Background  –  A rare film concerning the last surviving groups of indigenous Fuegians, the Alakaluf (today often referred to as Kawéskar) , the Yaghan and the Ona. At the time this film was made, all three groups were already substantially acculturated to non-indigenous ways and their future survival, not only culturally, but even physically, was threatened. Despite its rather downbeat subject matter, the film enjoyed great success when it was first released.

This film was made in the course of an expedition organised by the Société de Géographie which left Punta Arenas in Chile in March 1925 on board the cutter,  Jupiter, with the specific aim of producing a filmic documentation of Tierra del Fuego and its inhabitants.

The principal film-maker and head of the expedition was Paul Castelnau (1880-1944), a geographer by training but also a highly experienced cameraman who had acquired this skill in the French army film unit during the First World War and had then worked for Albert Kahn’s Archives de la planète. After leaving the Kahn project in 1919, he had made various films in Africa, including the film covering the first Citroën expedition across the Sahara in 1922-23.

Film content  –  The copy of this film that is held by the CNC opens with a title that reads ‘Second Part’. If this film had conformed to the conventional expedition film trope of the period, the missing first part would probably have consisted of a series of departure sequences, showing the ship loading up and leaving port, with possibly an introduction to the leading participants in the expedition.

This second part continues with a series of shots of the majestic natural environment of ice floes, glaciers, mountains, alternating with shots of the crew, before around six minutes into the film, the Jupiter drops anchor off Clarence Island. One of the crew members then slaughters two seals for food, which duly attracts a small group of Alakaluf in a dinghy.

The next 15 minutes of the film consists of a series of sequences of this Alakaluf family on the beach. They put on clothes and smoke the tobacco that the expeditionaries have given them. The senior man, a shaman named as ‘Loukemi’, demonstrates aspects of his curing technique. Intertitles explain that the Alakaluf  depend primarily on shell-food and have only two types of possession: their dogs, of which we see many, and their canoes. The latter are no longer made from tree bark  but rather from planks taken from wrecked ships.

There is then a good sequence of the Alakaluf building some shelters, with close ups showing animal skins being sewn onto a frame. However, the Alakaluf then detect the presence of olapatou, described as ‘invisible were-wolves’ in the intertitles, so they set light to the shelters and take off in their dinghies.

The Castelnau Mission decides to abandon “these unfortunates” to their “idiocy and distress” (“à leur abrutissement et à leur détresse”) and to go off down the Beagle Channel in search of the Yaghan and the Ona.

There are further shots of glaciers before the expedition eventually arrives at Ushuaia and there are then some four minutes showing the Yaghan living in shacks on the edge of the settlement and engaging in the hunting of dolphins with harpoons.

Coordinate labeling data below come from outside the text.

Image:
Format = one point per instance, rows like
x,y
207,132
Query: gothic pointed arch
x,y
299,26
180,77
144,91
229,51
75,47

A well-executed sequence shows a small group building a fire and engaging in face-painting, though the intertitle claims, dubiously, that these ‘totemic’ designs are intended to protect them from the consequences of eating rotten dolphin meat.

The final four minutes of the film moves to the very different pampas environment on the Atlantic side of Tierra del Fuego. Here the film introduces the “completely civilised” Ona very briefly in the form of three old women in shawls hiding from the wind, a younger woman and child, and a young man, possibly young woman, who turns to address the camera.

But before we see the Ona engaged in any kind of social life, an inter title declares that the expedition has completed its mission of documenting Tierra del Fuego. The last few shots of the film offers further views of the natural environment as the expedition heads off to explore some islands even further south.